Thursday, May 7, 2009

A Two-Hump Sopwith Camel


So the other day we're reading what's become a classic around this house, EVERYONE POOPS. If you're not familiar with this popular preschool picture book (yes, there are pictures of poop in it -- lots), it's basically a book that shows drawings of different animals and people pooping. It explains matter-of-factly that some stop to poop, some do it on the run, some do it in the water, and some do it in a special place (the potty), etc. One page shows a one-hump camel making a one-hump poop; another shows a two-hump camel making a two-hump poop.

I know, by now you are pooped with the poop references. So I'll get to the point.
The book we'd read just prior to EVERYBODY POOPS was a Richard Scarry picture book that had many drawings of early and vintage airplanes. Including among them was the W.W.I British plane, the Sopwith Camel, a yellow biplane familiar to fans of PEANUTS. Snoopy, in his W.W. I pilot fantasies, always pilots a Sopwith against German flying ace the Red Baron.

So we were done with Scarry's book and well into EVERYBODY POOPS when we came to the page with the camels.
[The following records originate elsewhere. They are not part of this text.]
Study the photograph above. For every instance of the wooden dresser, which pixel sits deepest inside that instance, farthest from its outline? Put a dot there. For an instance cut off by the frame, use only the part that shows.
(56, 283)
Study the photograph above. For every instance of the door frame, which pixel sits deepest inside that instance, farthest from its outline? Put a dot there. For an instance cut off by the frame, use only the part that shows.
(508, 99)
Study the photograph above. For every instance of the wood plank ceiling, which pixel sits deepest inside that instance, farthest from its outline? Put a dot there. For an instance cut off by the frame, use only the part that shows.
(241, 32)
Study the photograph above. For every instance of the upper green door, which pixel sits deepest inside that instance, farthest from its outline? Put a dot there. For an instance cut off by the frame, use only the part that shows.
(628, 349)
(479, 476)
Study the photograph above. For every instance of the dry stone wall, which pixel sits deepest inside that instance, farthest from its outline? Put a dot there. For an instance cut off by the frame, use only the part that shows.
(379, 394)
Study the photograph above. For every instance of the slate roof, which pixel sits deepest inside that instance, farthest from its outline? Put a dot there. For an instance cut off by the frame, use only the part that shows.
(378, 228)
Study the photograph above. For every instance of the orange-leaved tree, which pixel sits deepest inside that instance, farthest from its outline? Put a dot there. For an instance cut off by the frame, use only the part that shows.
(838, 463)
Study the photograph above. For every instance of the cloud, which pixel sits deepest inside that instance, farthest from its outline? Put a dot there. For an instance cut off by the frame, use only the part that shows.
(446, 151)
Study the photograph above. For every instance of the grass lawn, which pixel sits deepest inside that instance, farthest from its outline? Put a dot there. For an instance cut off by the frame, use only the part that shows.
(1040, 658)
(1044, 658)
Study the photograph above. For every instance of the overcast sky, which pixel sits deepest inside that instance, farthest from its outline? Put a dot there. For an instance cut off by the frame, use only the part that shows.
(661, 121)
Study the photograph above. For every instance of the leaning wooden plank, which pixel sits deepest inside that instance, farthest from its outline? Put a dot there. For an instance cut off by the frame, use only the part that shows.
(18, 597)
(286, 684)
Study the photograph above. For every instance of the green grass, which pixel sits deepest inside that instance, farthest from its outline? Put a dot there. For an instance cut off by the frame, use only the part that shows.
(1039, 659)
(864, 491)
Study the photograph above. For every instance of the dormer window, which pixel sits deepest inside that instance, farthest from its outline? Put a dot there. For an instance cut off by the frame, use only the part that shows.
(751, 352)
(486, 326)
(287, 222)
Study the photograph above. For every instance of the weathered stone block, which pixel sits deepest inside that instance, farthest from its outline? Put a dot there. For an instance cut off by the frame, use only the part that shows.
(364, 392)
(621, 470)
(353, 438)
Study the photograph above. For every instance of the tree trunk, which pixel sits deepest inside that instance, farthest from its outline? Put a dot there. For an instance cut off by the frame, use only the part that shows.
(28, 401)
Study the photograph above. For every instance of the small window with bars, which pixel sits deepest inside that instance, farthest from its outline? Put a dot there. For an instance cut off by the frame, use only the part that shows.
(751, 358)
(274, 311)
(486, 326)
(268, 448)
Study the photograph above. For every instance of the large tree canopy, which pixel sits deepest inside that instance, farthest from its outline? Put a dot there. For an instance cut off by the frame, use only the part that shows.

Suddenly my daughter announces, in a gleeful and decidedly self-aware tone, "A Sopwith Camel makes a Two-Hump Poop!" She proceeds to crack herself up ... and crack up mommy, daddy and her brother. She had put these two uses of the word "camel" together and knew full well a Sopwith Camel has nothing to do with an actual camel ... and that airplanes don't poop. But she also knew it was funny, in an illogical, silly way, and it made as much sense as, say, naming an airplane for a camel, which is to say, no sense at all.

Anyway, I'll admit you had to be there, but trust me, it was pretty hysterical at the time. My four-year-old daughter generally lacks a sense of humor when it comes to, say, physical comedy (she's always worried that the coyote will catch the road runner, too worried to enjoy it when he winds up foiled once again by some device from the Acme corporation). But wordplay she gets.

Six months ago she was content to substitute the word "poop" into song lyrics and nursery rhymes, but now she's gone a step farther. I don't necessarily think she's got a future in stand-up. But nevertheless, I'm proud of her. She made a SOPHISTICATED poop joke this time. And that's no small thing for a creature who has only been out of diapers a year.